By Cernig
There's an excellent bit of analysis by veteran journalist, historian and foreign policy expert Gareth Porter on the InterPress Service website today. Porter reads behind the White House warhype and stenographic reporting about recent accusations that Iran forces, and specifically the Quods Force, are meddling in Iraq to the extent of arming, funding and directing insurgent groups. His conclusions, based on all the evidence provided by the U.S. military:
Even the military can't get the official spin straight, saying both that the Quods Force are still active in and have pulled out of Iraq.
"Nine months after the George W. Bush administration declared that it was going to go after Iranian agents in Iraq who were threatening U.S. troops, the U.S. military still has not produced any evidence that the Quds Force operatives in Iraq were engaged in assisting the militias fighting against U.S. troops."
The U.S. military command in Iraq has failed to capture a single Quds Force member whom it could link to the Shiite militias.
A long-term relationship between Hezboullah and significant leaders of the Madhi Army, going back even before the U.S.-led invasion, is sufficient to explain the presence of EFP know-how and equipment in Iraq. No Iranian leadership involvement is needed, or proven.
Despite interrogations of allegedly high-level detainees including the leader of an EFP smuggling cell and a key Hezboullah operative, the U.S. military "have not led to the capture of a single Iranian official. Nor has the military been able to identify a link between any Iraqi militia member and any Iranian official. On Jul. 6, Maj. Gen. Rick Lynch, commander of U.S. operations south of Baghdad, told reporters his troops had not captured 'anybody that we can tie to Iran'."

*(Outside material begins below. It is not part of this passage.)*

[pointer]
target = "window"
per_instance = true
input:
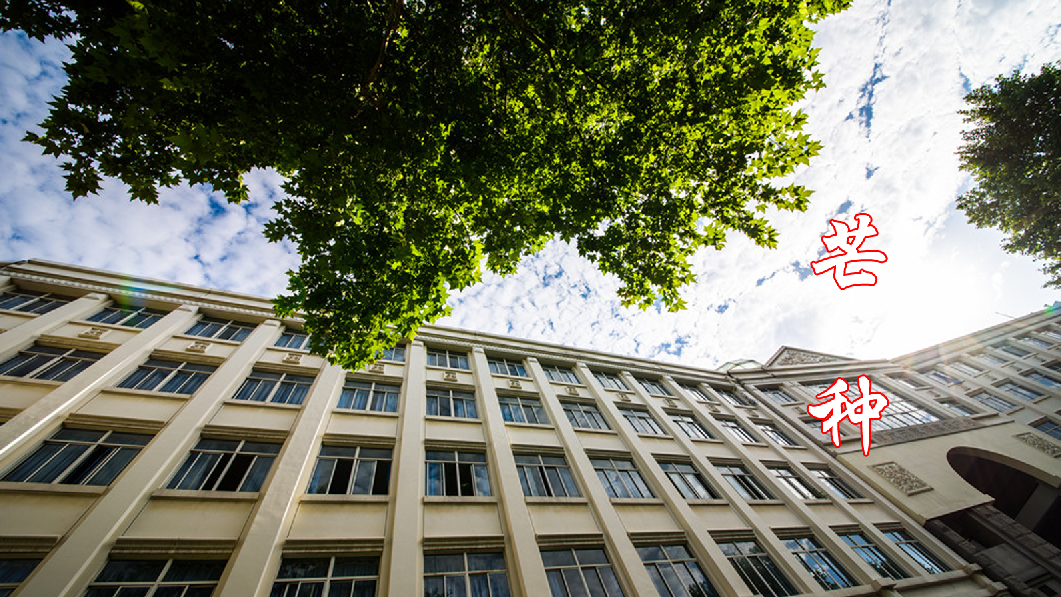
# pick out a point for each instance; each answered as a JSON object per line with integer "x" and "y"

Some senior members of the U.S. intelligence community have already concluded that "there is no concrete evidence" linking the Quds force in Iraq with the Shiite militias" and that "this has little to do with Iraq...It's all about pushing Iran's buttons."
Read the whole thing. For myself, I agree with porter's finding that administration and military hype over Iran's supposed involvement in Iraq violates logic, and I've been saying so for some time now.